Abusing "To Kill a Mockingbird" to Push Bigotry

 


Bigotry is wrong. It shouldn't be tolerated. Such a message isn't questioned. In fact, our current culture seems nearly obsessed in proclaiming its evils. That's why I was dumbstruck at the recent stage adaptation of Harper Lee's To Kill A Mockingbird. What do we do when a time-honored work of fiction is used by modern interpreters to teach and reinforce bigotry the original work was designed to denounce?

To Kill a Mockingbird, both the original work and the Academy Award winning film starring Gregory Peck, tells the story of Atticus Finch defending a wrongfully accused black man (Tom Robinson) of rape charges in the racist 1930s South. Told through the eyes of Atticus's daughter Scout, we see how labeling people and casting judgment on those different from ourselves is wrong.

Aaron Sorkin has adapted the story for the stage, and as with any work, it was necessary to make some changes. (Sorkin's best known for writing films like A Few Good Men and The West Wing television series.) For example, early in the book after Scout's brother Jem had received an air rifle for Christmas, Atticus famously admonishes Jem to be careful with his new power:1

"I'd rather you shot at tin cans in the back yard, but I know you'll go after birds.

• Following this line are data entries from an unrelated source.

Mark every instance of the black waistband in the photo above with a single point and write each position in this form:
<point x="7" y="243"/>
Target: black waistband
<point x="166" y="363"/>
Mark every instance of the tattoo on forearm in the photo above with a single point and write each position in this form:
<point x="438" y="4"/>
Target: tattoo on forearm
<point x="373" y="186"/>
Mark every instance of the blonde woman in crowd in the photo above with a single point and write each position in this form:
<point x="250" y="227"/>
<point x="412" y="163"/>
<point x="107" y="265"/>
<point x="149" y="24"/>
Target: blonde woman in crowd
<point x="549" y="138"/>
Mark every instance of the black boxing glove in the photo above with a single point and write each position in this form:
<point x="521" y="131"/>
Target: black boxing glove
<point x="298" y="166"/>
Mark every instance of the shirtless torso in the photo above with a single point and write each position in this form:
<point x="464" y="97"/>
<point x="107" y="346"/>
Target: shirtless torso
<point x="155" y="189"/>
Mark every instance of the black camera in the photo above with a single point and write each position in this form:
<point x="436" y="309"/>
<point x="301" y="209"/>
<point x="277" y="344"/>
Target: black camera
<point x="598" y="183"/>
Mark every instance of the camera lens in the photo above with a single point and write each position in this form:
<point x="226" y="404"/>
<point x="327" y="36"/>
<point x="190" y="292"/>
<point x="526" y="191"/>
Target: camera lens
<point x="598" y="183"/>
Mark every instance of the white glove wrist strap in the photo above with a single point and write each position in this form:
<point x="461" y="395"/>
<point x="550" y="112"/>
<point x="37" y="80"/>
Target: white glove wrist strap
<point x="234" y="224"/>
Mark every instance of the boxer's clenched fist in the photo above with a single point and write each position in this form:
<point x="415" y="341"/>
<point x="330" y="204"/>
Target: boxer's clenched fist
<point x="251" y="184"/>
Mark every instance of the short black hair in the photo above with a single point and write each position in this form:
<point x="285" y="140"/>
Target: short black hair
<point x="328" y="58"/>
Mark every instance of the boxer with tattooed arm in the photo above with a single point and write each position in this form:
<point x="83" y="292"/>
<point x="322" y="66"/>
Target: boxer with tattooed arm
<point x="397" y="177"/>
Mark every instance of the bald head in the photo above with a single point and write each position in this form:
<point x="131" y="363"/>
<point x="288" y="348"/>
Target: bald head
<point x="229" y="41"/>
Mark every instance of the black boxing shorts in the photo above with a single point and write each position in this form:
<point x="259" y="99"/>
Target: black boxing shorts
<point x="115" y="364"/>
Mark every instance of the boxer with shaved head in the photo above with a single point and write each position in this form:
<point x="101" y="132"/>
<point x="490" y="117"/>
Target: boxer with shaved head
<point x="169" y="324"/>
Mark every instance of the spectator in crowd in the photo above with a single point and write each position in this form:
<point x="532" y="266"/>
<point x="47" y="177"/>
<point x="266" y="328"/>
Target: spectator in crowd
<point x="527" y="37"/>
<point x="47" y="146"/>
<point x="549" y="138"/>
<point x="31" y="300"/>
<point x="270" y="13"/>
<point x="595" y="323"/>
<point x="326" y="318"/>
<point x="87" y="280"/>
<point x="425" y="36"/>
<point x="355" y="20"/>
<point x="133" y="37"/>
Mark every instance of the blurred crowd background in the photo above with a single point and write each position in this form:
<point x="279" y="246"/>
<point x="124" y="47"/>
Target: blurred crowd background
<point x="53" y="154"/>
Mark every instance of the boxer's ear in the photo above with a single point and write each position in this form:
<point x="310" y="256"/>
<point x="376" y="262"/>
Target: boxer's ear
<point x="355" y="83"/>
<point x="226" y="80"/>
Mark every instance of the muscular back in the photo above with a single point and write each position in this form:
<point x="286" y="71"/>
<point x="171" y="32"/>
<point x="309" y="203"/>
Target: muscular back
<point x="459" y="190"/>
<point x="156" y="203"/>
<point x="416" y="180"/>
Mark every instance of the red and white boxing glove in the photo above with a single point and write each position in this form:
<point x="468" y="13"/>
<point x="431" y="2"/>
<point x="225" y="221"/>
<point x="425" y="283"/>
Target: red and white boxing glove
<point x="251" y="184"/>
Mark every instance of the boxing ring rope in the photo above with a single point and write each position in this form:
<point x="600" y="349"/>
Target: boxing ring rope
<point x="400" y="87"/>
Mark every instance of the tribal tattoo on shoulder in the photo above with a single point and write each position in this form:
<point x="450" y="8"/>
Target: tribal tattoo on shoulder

Shoot all the bluejays you want, if you can hit 'em, but remember it's a sin to kill a mockingbird."

That was the only time I ever heard Atticus say it was a sin to do something, and I asked Miss Maudie about it.

"Your father's right," she said. "Mockingbirds don't do one thing but make music for us to enjoy. They don't eat up people's gardens, don't nest in corncribs, they don't do one thing but sing their hearts out for us. That's why it's a sin to kill a mockingbird."

Sorkin moves the dialogue to Atticus's closing statement and places the conversation as a recollection of a gift he received from his own father. The change isn't a big deal as the message remains the same: prejudging someone based on his group is not only wrong, but evil.

However, race isn't the only avenue in which bigotry may assert itself, which is why I was shocked when Sorokin places a vicious attack in the mouth of one of the story's sympathetic characters. Dolphus Raymond, a white land owner who in the book associates with the black community more than with the town's bigots, tries to console the children about the wrongs they're seeing play out before their eyes. He notes that children cry when they recognize the horror of the world:

“Cry about the simple hell people give other people—without even thinking. Cry about the hell white people give colored folks, without even stopping to think they they're people, too.”2

Sorkin decides that this isn't enough. He has the children ask him why they couldn't before see that horror in their midst, and Raymond replies “When horror comes to supper, it comes dressed exactly like a Christian.” The line is delivered with dramatic flair and at least three quarters of the audience reacted as Sorkin hoped they would: with knowing guffaws and snide appreciation.

Imagine! Here we have an entire audience paying to watch what can only be described as an anti-bigotry story and they absolutely jump at the chance to revel in the bigotry of an anti-Christian line inserted into the show. This is a clear example of what I mean when I state we are now living in a post-Christian culture. You may not call someone horrific because of the color of his or her skin, but if there is a devout Christian, then go after them and giggle along the way!

Harper Lee felt differently. In a New York Times article she explained, “Surely it is plain to the simplest intelligence that ‘To Kill a Mockingbird' spells out in words of seldom more than two syllables a code of honor and conduct, Christian in its ethic, that is the heritage of all Southerners.”3

Perhaps Sorkin and those who attend his show agree that it is a sin to kill a mockingbird, but it seems that painting a target on the Christian dove is not only allowed but encouraged.

References

1. Harper Lee. To Kill a Mockingbird. HarperCollins, 1995. 103.
2
. Lee, 229.
3
. “Harper Lee Twits School Board in Virginia for Ban on Her Novel.” New York Times, 16 Jan. 1966, p. 82.